Case analysis of class conflict in Java multi class loader

Time:2021-4-26

As we all know, the loading mechanism of JVM class adopts the parental delegation mechanism. However, in some frameworks, in order to provide some form of “isolation and sandbox”, a custom framework calledChildFirstIn short, it destroys the parental delegation. The self-defined child class loader loads the class first instead of delegating it to the parent class loader. Because the same class can be loaded separately in different class loaders, usingChildFirstClass loader can form a “sandbox” to run two same but different versions of classes in the program at the same time.

However, the author encountered a rare case of class loading conflict, root cause andChildFirstIt is related to the mechanism.

cause

The program runs on the Flink platform and writes the data to es. after the security mechanism of a certain platform is turned on, the whole platform including es needs to be accessed based on Kerberos authentication. Based on a priori conclusion, we need to replace the magicelasticsearch-rest-clientThe GSSAPI is used to log in to Kerberos, and based on sengpo protocol, the token class is sent through HTTP, and there is an independent thread to refresh the token. Because it is a private jar, it is very unfriendly to use in the project, so we consider using Maven shade plugin to exclude the previously dependent jars when packaging jobselasticsearch-rest-clientandelasticsearch-rest-highlevel-clientAnd put the customized jar in the Flink / lib directory.

report errors

After submitting the job, task manager reports an error and exits as follows:

java.lang.LinkageError: loader constraint violation: when resolving method "org.elasticsearch.client.RestClient.builder([Lorg/apache/http/HttpHost;)Lorg/elasticsearch/client/RestClientBuilder;" the class loader (instance of org/apache/flink/util/ChildFirstClassLoader) of the current class, org/apache/flink/streaming/connectors/elasticsearch6/Elasticsearch6ApiCallBridge, and the class loader (instance of sun/misc/Launcher$AppClassLoader) for the method's defining class, org/elasticsearch/client/RestClient, have different Class objects for the type [Lorg/apache/http/HttpHost; used in the signature

The error description means:

org/apache/http/HttpHostAt the same timeChildFirstClassLoaderandAppClassLoaderLoad in theorg.elasticsearch.client.RestClient.builderWhen it comes inorg/apache/http/HttpHostInstance, the class in the method signature (formal parameter) is foundorg/apache/http/HttpHostbelong toAppClassLoaderAnd the argument isorg/apache/http/HttpHostBut it belongs to meChildFirstClassLoaderAnd that caused the conflict.

The following two articles can be referred to:

https://www.cnblogs.com/deepnighttwo/archive/2011/08/31/2160990.html

https://bigzuo.github.io/2017/03/19/java-LinkageError-loader-constraint-violation-error/

Cause analysis

Based on the following facts:

  1. The httphost class is typed in the job package.
  2. When the TM process of Flink starts, httpcore.x.x.jar under Hadoop will be added to classpath
  3. Appclassloader is responsible for loading the classes in the classpath parameter
  4. Childfirstclassloader is responsible for loading the classes in the job package

Incident code

Case analysis of class conflict in Java multi class loader

analysis:

The argument httphosts is a list < httphost > serialized to TM and a private property of elasticsearch6apicallbridge (in the job package). This means that the classes of the argument httphosts are preferentially loaded by childfirstclassloader, and based on fact 1, childfirstclassloader can be loaded into httphost

The restclient class is located in elasticsearch rest client, that is, in the Flink / lib directory. Since elasticsearch rest client will not be typed in when we package, childfirstclassloader cannot be loaded into this class. It can only be loaded by appclassloader. Moreover, due to fact 2, appclassloader can also be loaded into httphost

In this way, the above error will appear

Solution

At first, we changed Flink toparent-firstIt can be solved. After analysis: This is becauseParentFirstClassLoaderInstead of loading the httphost from the job package, the appclassloader loads the httphost, so there is no conflict.

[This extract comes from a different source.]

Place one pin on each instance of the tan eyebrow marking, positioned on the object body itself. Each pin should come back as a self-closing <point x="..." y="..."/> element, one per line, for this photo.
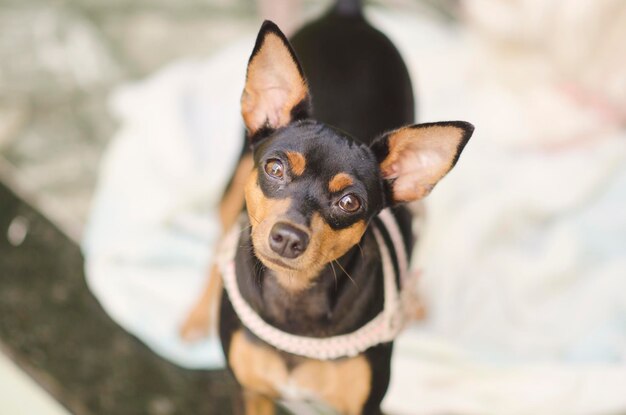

From the above root cause analysis, another solution is to package elasticsearch rest client and other related jars into the job to ensure that they are all loaded by childfirstclassloader. However, the introduction of private jar in this way leads to the confusion of version management.

Flink support classloader.parent -first- patterns.additional Under the premise of child first, the parent first configuration for some classes is effective. However, due to the complex relationship of class loading, it can not be exhaustive.